So hier ist mal mein experiment applet. So funktioniert es leider nicht. Es wird kein aktionlistener ausgeführt wenn ich auf die stelle klicke an der sich das GlassPane befinden sollte. Das JRootPane wird aber dagestellt. Klammere ich das JRootPane aus und teste es bei dem Applet (das was jetzt in kommentar steht funktioniert).


----------



## flashray (30. März 2006)

Hallo mrno,

ich muss dich leider enttäuschen. Die Methode getGlassPane liefert ein Objekt der Klasse Component. Diese unterstüzt keinen ActionListener. Da musst du einen der unterstützen Listener verwenden.

Zweitens, hast du gemeint ob man immer ein JFrame oder ein JApplet für ein GlassPane braucht. Es gibt keine eigenständige Komponente GlassPane. Ein JRootPane besteht aus einem LayeredPane und einer GlassPane. D.h. du brauchst auf jeden Fall ein RootPane. Schau dir bitte den folgenden Link an:
http://java.sun.com/j2se/1.4.2/docs/api/javax/swing/JRootPane.html

Da wirst du ein Bild sehen, in der alle Komponenten aufgeführt sind, welche ein JRootpane enthalten. Das sind dann JFrame, JWindow, JDialog und andere.

Fazit: Enweder du verwendest ein JRootPane oder eines der Komponenten welche ein Rootpane schon intern haben, um zugriff auf eine GlassPane zu haben. Du müsstest einen anderen Listener verwenden, denn der ActionListener wird hier nicht unterstüzt.
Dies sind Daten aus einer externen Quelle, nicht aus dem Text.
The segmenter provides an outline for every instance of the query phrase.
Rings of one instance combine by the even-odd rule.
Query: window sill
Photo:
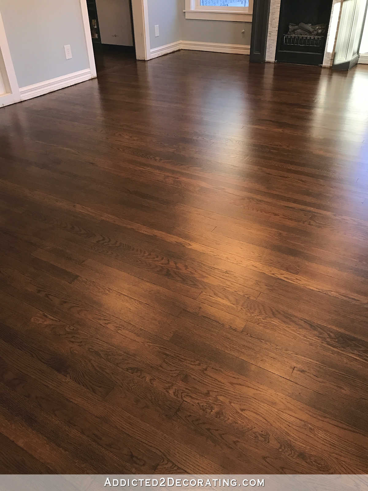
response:
[[[232,21],[251,22],[252,14],[239,12],[216,12],[214,10],[184,10],[185,19],[197,19],[204,21]]]

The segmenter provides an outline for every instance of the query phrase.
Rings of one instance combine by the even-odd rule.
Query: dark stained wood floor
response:
[[[368,473],[368,67],[98,61],[0,109],[0,473]]]

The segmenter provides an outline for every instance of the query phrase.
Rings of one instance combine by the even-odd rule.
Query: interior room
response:
[[[4,489],[365,489],[367,12],[0,0]]]

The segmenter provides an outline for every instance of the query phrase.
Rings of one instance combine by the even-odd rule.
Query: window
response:
[[[185,0],[185,18],[251,22],[253,0]]]

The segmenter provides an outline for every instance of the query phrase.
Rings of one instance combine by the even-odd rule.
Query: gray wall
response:
[[[149,0],[151,48],[158,48],[176,41],[250,45],[251,22],[199,21],[185,19],[185,0]],[[155,26],[160,35],[155,36]],[[241,31],[244,29],[244,32]]]
[[[183,13],[182,25],[183,41],[250,45],[251,22],[194,20]]]
[[[20,87],[89,68],[79,0],[0,0],[0,11]]]
[[[149,0],[151,49],[180,41],[182,17],[185,2],[183,0]],[[155,26],[159,26],[160,35],[155,36]]]

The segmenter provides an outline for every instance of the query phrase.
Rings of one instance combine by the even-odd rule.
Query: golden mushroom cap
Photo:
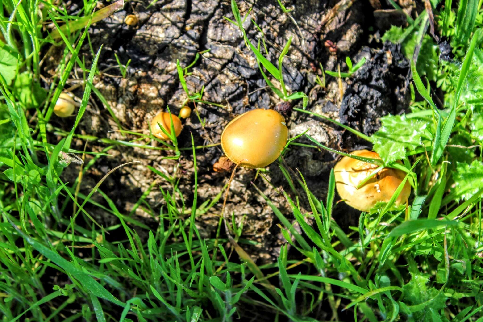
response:
[[[178,116],[173,114],[171,114],[171,117],[173,119],[173,126],[174,127],[174,134],[177,137],[181,130],[183,129],[183,126],[181,125],[181,120]],[[151,121],[151,131],[153,135],[158,139],[167,140],[170,138],[166,136],[161,128],[158,123],[160,124],[164,129],[169,133],[171,133],[171,121],[170,119],[170,113],[167,112],[159,112],[156,116],[153,118]]]
[[[184,106],[180,110],[180,117],[188,118],[191,115],[191,109],[188,106]]]
[[[221,147],[234,163],[263,168],[278,157],[287,143],[285,119],[273,110],[252,110],[235,117],[221,134]]]
[[[380,159],[376,152],[367,150],[354,151],[351,154],[374,159]],[[406,176],[400,170],[384,168],[356,189],[363,180],[378,167],[371,163],[344,156],[334,167],[336,187],[341,197],[351,207],[362,211],[369,211],[376,203],[388,202]],[[396,199],[398,207],[406,202],[411,193],[411,186],[407,181]]]
[[[124,18],[124,22],[128,26],[134,26],[138,24],[139,19],[135,14],[128,14]]]
[[[75,101],[68,95],[61,93],[54,107],[54,113],[60,117],[70,116],[75,109]]]

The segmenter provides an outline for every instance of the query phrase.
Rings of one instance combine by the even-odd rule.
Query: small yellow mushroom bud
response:
[[[180,111],[179,117],[181,118],[188,118],[191,115],[191,109],[185,106]]]
[[[70,116],[74,112],[75,105],[75,102],[70,96],[65,93],[62,93],[56,103],[54,113],[60,117]]]
[[[124,18],[124,22],[128,26],[134,26],[138,24],[139,19],[135,14],[128,14]]]

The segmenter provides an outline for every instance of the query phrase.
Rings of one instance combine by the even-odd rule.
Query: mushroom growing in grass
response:
[[[381,158],[376,152],[367,150],[354,151],[351,154]],[[369,211],[378,202],[389,202],[406,174],[401,170],[389,168],[376,171],[379,167],[378,165],[349,156],[344,156],[337,163],[334,168],[336,187],[346,204],[362,211]],[[368,180],[371,175],[372,176]],[[398,207],[405,203],[411,192],[411,186],[406,181],[395,200],[395,206]]]
[[[221,147],[236,164],[264,168],[279,157],[287,143],[285,119],[273,110],[257,109],[235,117],[223,130]]]
[[[128,26],[134,26],[138,24],[139,19],[135,14],[128,14],[124,18],[124,22]]]
[[[54,113],[60,117],[70,116],[74,112],[76,105],[78,105],[77,102],[70,96],[61,93],[54,107]]]
[[[181,130],[183,129],[181,120],[178,116],[172,114],[171,114],[171,118],[173,120],[174,135],[177,137],[181,133]],[[161,125],[168,133],[171,133],[171,120],[170,118],[169,113],[159,112],[153,118],[153,120],[151,121],[151,132],[153,132],[153,135],[158,139],[164,140],[170,140],[170,138],[161,129],[159,125]]]

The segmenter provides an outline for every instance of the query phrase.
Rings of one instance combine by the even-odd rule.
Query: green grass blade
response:
[[[441,226],[457,226],[459,223],[455,221],[439,219],[417,219],[408,220],[399,224],[391,231],[387,237],[400,236],[421,230],[426,230]]]
[[[59,255],[58,253],[55,250],[49,249],[40,242],[24,234],[23,232],[17,228],[17,225],[12,221],[12,220],[6,213],[3,210],[2,210],[2,212],[5,219],[10,223],[10,224],[17,230],[19,234],[27,240],[28,243],[32,245],[37,252],[58,265],[60,268],[65,271],[66,273],[71,275],[78,280],[85,289],[90,291],[94,295],[98,297],[107,300],[117,305],[124,306],[124,303],[114,297],[107,290],[99,284],[99,282],[84,273],[81,269],[75,267],[71,262],[64,259],[63,257]]]
[[[75,121],[74,123],[74,126],[69,132],[67,137],[66,138],[65,141],[64,142],[64,146],[62,150],[65,152],[67,152],[69,148],[71,147],[71,142],[72,141],[72,137],[74,136],[74,132],[76,128],[79,125],[79,123],[82,118],[82,116],[85,112],[85,108],[87,107],[87,103],[89,101],[89,98],[90,97],[91,88],[92,87],[92,80],[96,74],[96,70],[97,69],[97,62],[99,59],[99,55],[100,54],[100,51],[102,49],[102,45],[101,45],[99,50],[97,51],[96,57],[92,62],[92,66],[91,67],[90,71],[89,72],[89,76],[85,83],[85,89],[84,90],[84,95],[82,97],[82,102],[81,103],[81,107],[79,109],[79,112],[75,118]]]

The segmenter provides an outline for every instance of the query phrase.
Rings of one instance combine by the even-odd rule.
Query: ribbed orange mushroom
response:
[[[367,150],[354,151],[351,154],[374,159],[380,159],[376,152]],[[359,189],[361,182],[379,166],[344,156],[334,168],[336,187],[341,197],[351,207],[362,211],[369,211],[378,202],[388,202],[402,182],[406,173],[400,170],[384,168]],[[406,181],[395,205],[398,207],[408,199],[411,186]]]
[[[171,117],[173,119],[173,126],[174,127],[174,134],[177,137],[181,133],[183,129],[183,126],[181,125],[181,120],[178,116],[172,114]],[[153,118],[151,121],[151,131],[153,135],[161,140],[170,140],[163,131],[159,127],[158,123],[166,130],[168,133],[171,133],[171,121],[170,119],[170,113],[166,112],[159,112]]]

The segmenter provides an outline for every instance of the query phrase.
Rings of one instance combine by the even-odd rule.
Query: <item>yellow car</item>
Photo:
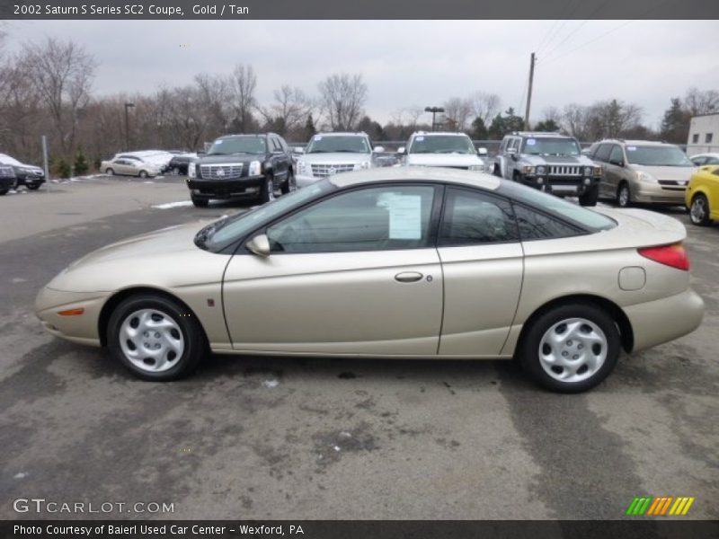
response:
[[[706,226],[719,219],[719,165],[703,166],[694,172],[685,202],[694,225]]]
Darf man auch eine Kostprobe deines SuperDuperMenüs sehen. Oder ist der QuellCode streng geheim  .

Vg Erdal


----------



## mrno (30. März 2006)

@flashray




> Darf man auch eine Kostprobe deines SuperDuperMenüs sehen. Oder ist der QuellCode streng geheim  .



Das Problem ist das das Menü fest in einem browsergame(hab fertig) integriert ist (Es ist ein bisschen durcheinander). Wenn ich mal zeit habe, sortiere ich die klassen und mach ein standalone menü draus.

Hab meinen fehler gefunden danke für eure hilfe.


----------